Nagios would monitor the system, cucumber could monitor the application interactions, Swatch could monitor the logs, but in most cases these are monitoring, I’m sure there’s ways to get them to carry out actions based on certain outcomes but why use so many tools.

Yes, the individual tools probably do the job better than a single tool, but as a sysadmin, I’d rather have one tool to do everything but that isn’t practical either. So can we some how get the benefits of monitoring with nagios but have a tool that is specifically monitoring the application performance nagios is gathering information about and then making decisions based on that?

The big Idea

So I wonder if it’d be possible to write a simple ruby application that every now and then did a number of actions:

  1. Check the service on the box, right number of processes, not zombied etc, etc
  2. Check the disk capacities
  3. Check the CPU utilisation
  4. Check the memory utilisation
  5. Probe the application from the local box, a loopback test of sorts
  6. Integrate with nagios or another monitoring tool to validate the state it thinks the box is in compared witht he locally gathered stats
  7. Depending on the outcome of all the checks carry out a number of actions
  8. Hooks int ticketing systems

When I was thinking this through the other day, it seemed like a good idea, the biggest issue I have is not being a programmer, So I have a steep learning curve, it’s a complicated application, so requires some thought. I would also probably have to ignore everyone that thinks it is a waste of time, which isn’t too hard to do.

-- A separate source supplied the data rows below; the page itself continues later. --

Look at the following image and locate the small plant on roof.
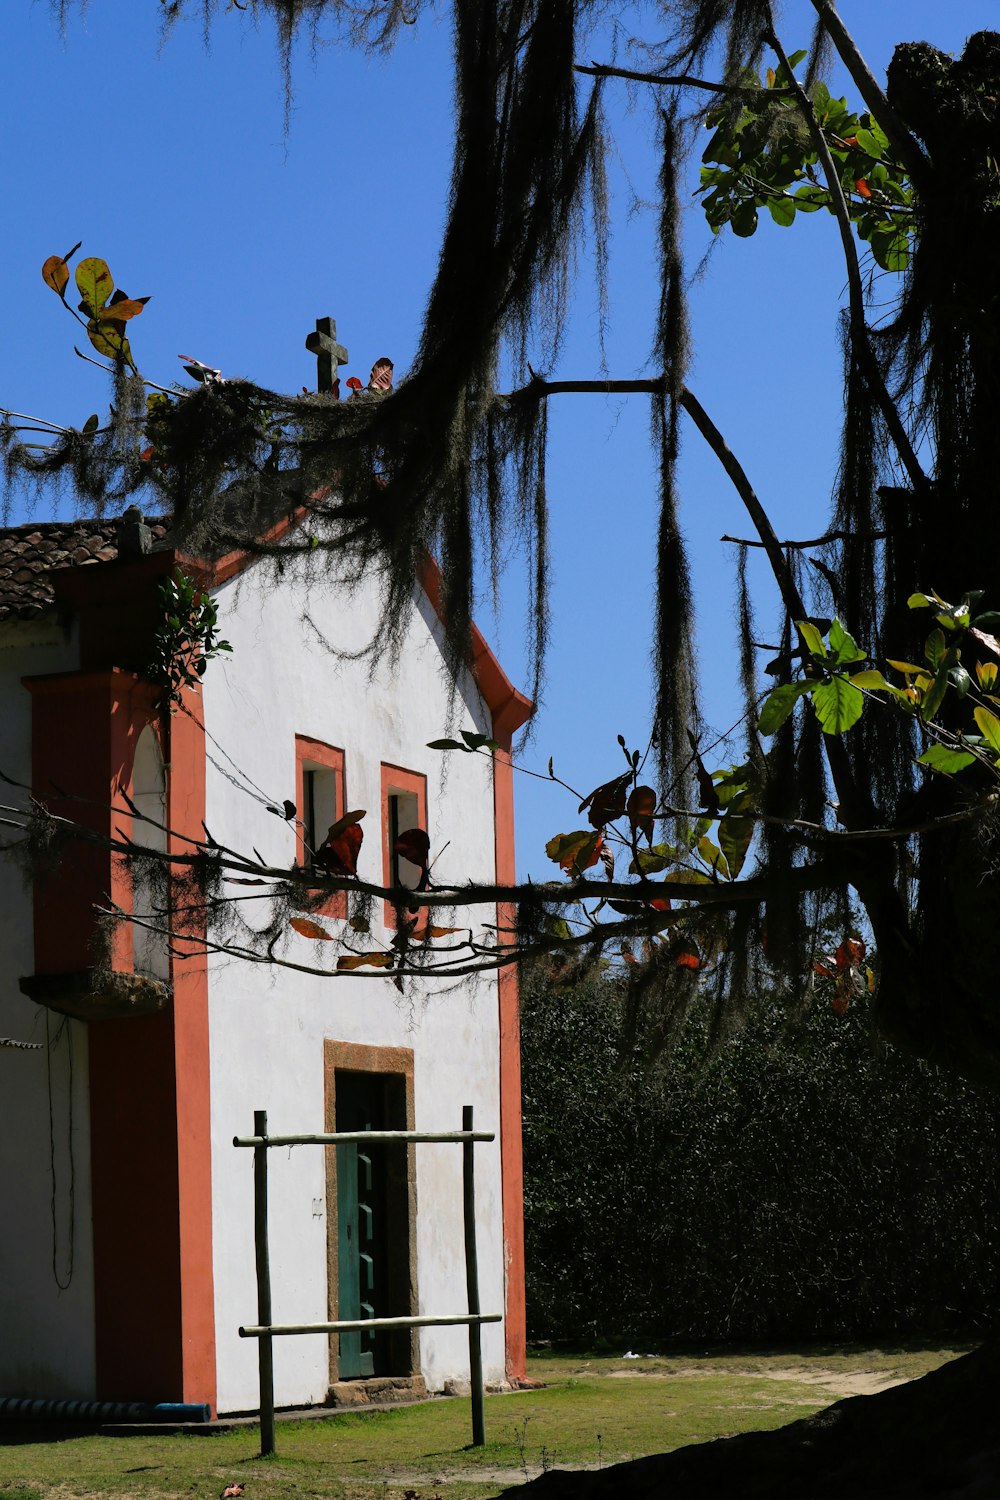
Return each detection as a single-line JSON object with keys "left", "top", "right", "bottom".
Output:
{"left": 148, "top": 568, "right": 233, "bottom": 706}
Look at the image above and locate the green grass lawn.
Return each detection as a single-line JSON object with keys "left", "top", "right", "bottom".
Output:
{"left": 0, "top": 1345, "right": 970, "bottom": 1500}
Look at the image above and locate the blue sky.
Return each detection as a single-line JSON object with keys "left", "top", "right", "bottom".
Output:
{"left": 2, "top": 1, "right": 996, "bottom": 878}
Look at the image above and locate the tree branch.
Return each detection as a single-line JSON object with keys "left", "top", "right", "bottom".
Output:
{"left": 767, "top": 27, "right": 927, "bottom": 496}
{"left": 677, "top": 388, "right": 809, "bottom": 624}
{"left": 721, "top": 529, "right": 887, "bottom": 550}
{"left": 574, "top": 61, "right": 794, "bottom": 97}
{"left": 809, "top": 0, "right": 931, "bottom": 191}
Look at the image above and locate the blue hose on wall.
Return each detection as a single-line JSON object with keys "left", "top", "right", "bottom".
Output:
{"left": 0, "top": 1396, "right": 211, "bottom": 1423}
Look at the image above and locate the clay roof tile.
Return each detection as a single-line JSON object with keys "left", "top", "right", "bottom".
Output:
{"left": 0, "top": 514, "right": 171, "bottom": 622}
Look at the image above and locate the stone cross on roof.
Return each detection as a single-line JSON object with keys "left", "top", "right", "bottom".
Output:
{"left": 305, "top": 316, "right": 349, "bottom": 394}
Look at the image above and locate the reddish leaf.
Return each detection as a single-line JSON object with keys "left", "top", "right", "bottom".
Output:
{"left": 346, "top": 376, "right": 363, "bottom": 391}
{"left": 608, "top": 893, "right": 671, "bottom": 917}
{"left": 395, "top": 827, "right": 430, "bottom": 876}
{"left": 835, "top": 937, "right": 865, "bottom": 971}
{"left": 96, "top": 297, "right": 147, "bottom": 323}
{"left": 831, "top": 993, "right": 851, "bottom": 1016}
{"left": 675, "top": 943, "right": 701, "bottom": 971}
{"left": 626, "top": 785, "right": 657, "bottom": 843}
{"left": 687, "top": 733, "right": 719, "bottom": 813}
{"left": 290, "top": 916, "right": 333, "bottom": 941}
{"left": 545, "top": 829, "right": 603, "bottom": 876}
{"left": 813, "top": 960, "right": 835, "bottom": 979}
{"left": 579, "top": 774, "right": 629, "bottom": 829}
{"left": 337, "top": 952, "right": 394, "bottom": 970}
{"left": 140, "top": 446, "right": 154, "bottom": 462}
{"left": 411, "top": 923, "right": 464, "bottom": 941}
{"left": 855, "top": 178, "right": 871, "bottom": 198}
{"left": 42, "top": 255, "right": 70, "bottom": 297}
{"left": 323, "top": 808, "right": 366, "bottom": 842}
{"left": 221, "top": 1486, "right": 245, "bottom": 1499}
{"left": 314, "top": 821, "right": 363, "bottom": 877}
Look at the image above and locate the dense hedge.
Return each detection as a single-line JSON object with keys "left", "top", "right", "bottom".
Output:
{"left": 521, "top": 966, "right": 1000, "bottom": 1344}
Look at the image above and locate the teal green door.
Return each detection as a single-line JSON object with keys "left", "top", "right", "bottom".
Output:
{"left": 335, "top": 1072, "right": 400, "bottom": 1380}
{"left": 336, "top": 1131, "right": 376, "bottom": 1378}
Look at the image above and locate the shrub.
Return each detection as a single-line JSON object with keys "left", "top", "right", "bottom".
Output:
{"left": 521, "top": 965, "right": 1000, "bottom": 1343}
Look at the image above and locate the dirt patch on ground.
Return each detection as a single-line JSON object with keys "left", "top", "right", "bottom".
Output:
{"left": 606, "top": 1365, "right": 907, "bottom": 1398}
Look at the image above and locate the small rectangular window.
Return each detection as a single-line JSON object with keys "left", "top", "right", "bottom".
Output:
{"left": 303, "top": 763, "right": 339, "bottom": 859}
{"left": 296, "top": 736, "right": 346, "bottom": 918}
{"left": 387, "top": 789, "right": 421, "bottom": 890}
{"left": 381, "top": 764, "right": 428, "bottom": 927}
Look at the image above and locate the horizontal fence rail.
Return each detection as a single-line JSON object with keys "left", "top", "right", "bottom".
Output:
{"left": 236, "top": 1105, "right": 497, "bottom": 1455}
{"left": 240, "top": 1313, "right": 503, "bottom": 1337}
{"left": 234, "top": 1129, "right": 495, "bottom": 1148}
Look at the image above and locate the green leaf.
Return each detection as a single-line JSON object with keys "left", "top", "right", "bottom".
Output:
{"left": 793, "top": 183, "right": 827, "bottom": 212}
{"left": 852, "top": 126, "right": 882, "bottom": 157}
{"left": 718, "top": 814, "right": 754, "bottom": 881}
{"left": 848, "top": 669, "right": 888, "bottom": 691}
{"left": 731, "top": 200, "right": 759, "bottom": 237}
{"left": 696, "top": 836, "right": 727, "bottom": 878}
{"left": 924, "top": 628, "right": 947, "bottom": 669}
{"left": 426, "top": 738, "right": 469, "bottom": 751}
{"left": 628, "top": 844, "right": 675, "bottom": 877}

I guess what I’m thinking of is something like FBAR. As a system scales up to hundreds of servers the up time and reliability becomes more important, it is sometimes necessary to take a short term view to keep a system working. The most important thing is that those short term views are totaled up and then logged as tickets, 1% of your severs crashing and needing a restart isn’t an issue, but if that 1% becomes 5% and then 10% it’s panic stations!

Summary

I think my mind is made up, a sentinel is needed to keep watch over a solution, and what’s crazy is that the more I think of it the more useful it seems and the more complicated it seems to become. As such I think I’m going to need help!